For those that are, there’s the “Susie Loves Me” gift box of conversation heart sugar cookies, sweetheart sandwich cookies, a Sugar & Spice cupcake and a Red Hot Red Velvet cupcake.

And for the pessimist...(Photo courtesy of SusieCakes)For those for whom Valentine’s Day is more bah-humbug, there’s the “Susie Loves Me Not” gift box with cookies amusingly decorated with “Love Me Not” written on them, as well as “It’s Not Me, It’s You” conversation heart cookies, a black sweetheart sandwich cookie, cupcakes inscribed with “Serial Dater” and “Breakup Queen,” and a “Broken Heart Brownie.”

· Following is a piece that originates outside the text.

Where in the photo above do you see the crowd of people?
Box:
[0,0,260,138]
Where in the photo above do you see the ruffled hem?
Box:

Both gift boxes are available Valentine’s Day for $25 each at SusieCakes locations in San Francisco and Marin.

San Francisco’s Baker & Banker Bakery is getting into the mood with special Valentine’s Day treats and special-order cakes.

Among the tempting offerings for Feb. 14 are strawberry champagne cupcakes (champagne-soaked yellow cake with strawberry frosting; $3.50 each); hand-written “Hostess” cupcakes with salted caramel ($3.50 each); conversation heart cakes (Devil’s food cake with Grand Marnier ganache; $50 for 6-inch; $80 for 10-inch); and champagne cake truffles ($5.50 for four).

Adorable conversation heart cakes. (Photo courtesy of Baker & Banker)

For a bottle of wine with a heartfelt message, look no further than 2007 Linda’s Hillside Vineyard Cabarnet Sauvignon from Napa’s Darms Lane Vineyard.